Im looking forward to hear from you. If you dont understand the question, please feel free to phone me. 716-570-7011
3 Answers from Attorneys
Re: Savings, Money
Although, in the absence of a will, the two children would inherit his estate, any jointly owned property, such as the house or any bank accounts jointly held with his brother would pass automatically to the surviving joint owner.

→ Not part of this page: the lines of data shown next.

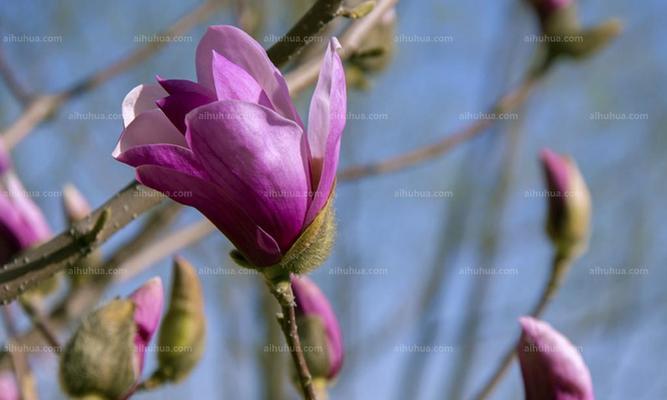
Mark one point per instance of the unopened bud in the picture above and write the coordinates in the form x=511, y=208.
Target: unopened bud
x=568, y=217
x=182, y=335
x=105, y=356
x=552, y=368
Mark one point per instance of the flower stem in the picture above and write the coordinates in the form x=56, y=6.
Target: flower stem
x=282, y=291
x=561, y=264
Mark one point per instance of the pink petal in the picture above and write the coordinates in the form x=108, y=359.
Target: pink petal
x=326, y=120
x=256, y=245
x=256, y=156
x=241, y=49
x=148, y=301
x=150, y=127
x=141, y=98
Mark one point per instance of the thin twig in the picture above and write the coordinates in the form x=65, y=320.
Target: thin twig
x=353, y=38
x=43, y=106
x=282, y=291
x=559, y=269
x=313, y=21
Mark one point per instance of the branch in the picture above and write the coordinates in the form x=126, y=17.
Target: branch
x=39, y=263
x=312, y=23
x=46, y=105
x=353, y=38
x=560, y=267
x=282, y=291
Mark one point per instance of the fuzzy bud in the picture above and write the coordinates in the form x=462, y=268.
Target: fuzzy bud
x=318, y=329
x=568, y=216
x=552, y=368
x=105, y=356
x=183, y=332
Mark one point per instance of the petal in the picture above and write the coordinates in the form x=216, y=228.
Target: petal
x=141, y=98
x=178, y=86
x=234, y=83
x=241, y=49
x=164, y=155
x=255, y=244
x=176, y=106
x=149, y=127
x=256, y=156
x=326, y=120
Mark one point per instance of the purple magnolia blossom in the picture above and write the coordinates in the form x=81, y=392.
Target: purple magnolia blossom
x=551, y=366
x=22, y=223
x=310, y=301
x=8, y=386
x=233, y=146
x=148, y=301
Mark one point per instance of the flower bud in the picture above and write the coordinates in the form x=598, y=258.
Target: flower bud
x=551, y=366
x=182, y=335
x=568, y=217
x=319, y=330
x=105, y=356
x=8, y=386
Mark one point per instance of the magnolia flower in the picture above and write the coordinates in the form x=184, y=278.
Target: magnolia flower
x=22, y=223
x=318, y=326
x=568, y=217
x=105, y=356
x=233, y=146
x=551, y=366
x=8, y=386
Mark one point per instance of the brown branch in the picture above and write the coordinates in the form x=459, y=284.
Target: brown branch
x=282, y=291
x=313, y=21
x=559, y=269
x=43, y=106
x=353, y=38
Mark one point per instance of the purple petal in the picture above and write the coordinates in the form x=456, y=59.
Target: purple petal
x=241, y=49
x=176, y=107
x=326, y=120
x=551, y=366
x=140, y=99
x=254, y=154
x=256, y=245
x=164, y=155
x=150, y=127
x=234, y=83
x=148, y=301
x=310, y=301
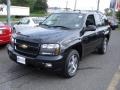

The only property passing to the two children would be property held solely by the decedent.
Re: Savings, Money
You do not say if the grandparents have died or are still alive. From the question, I will presume they are alive. If the son predeceases them, and no changes are made to the Deed title or account registrations, the grandchildren will probably get nothing from the stocks, bonds, cash, as the registration is probably joint tenants with right of survivorship, which is the traditional registration of these types of assets. Joint tenancy is presumed where there are multiple owners named on an account. Only the last survivor of the named owners will inherit. As to the Deed, there could be a different answer, again depending upon how the title reads. If the names are stated as being joint tenants with right of survivorship, the same result will apply as with the cash, bonds, etc. However, if there is no designation (just the names with no other qualifying or limiting language) the traditional rule is tenancy in common, which is an undivided interest among the owners, but which allows each owner to designate an heir to their portion of the ownership. Thus, unless the Deed is changed, if the ownership was tenancy in common, the father's predeceasing will allow his heirs (the children) to succeed to his ownership interest, either by Will (if they were designated) or by intestacy statutes (when a person dies without a Will). To properly answer your question, the exact titling of the assets will be required. If the grandparents are still alive, they should be contacted so they can determine what they want to do under the current circumstances. If they want their grandchildren to inherit what would have gone to their deceased son, new account registrations need to be implemented, and a new Deed recorded to reflect this. If the grandparents have died before their son, the account registrations will control as specified above.
Re: Savings, Money
The children, as his natural heirs, would be entitled to his estate.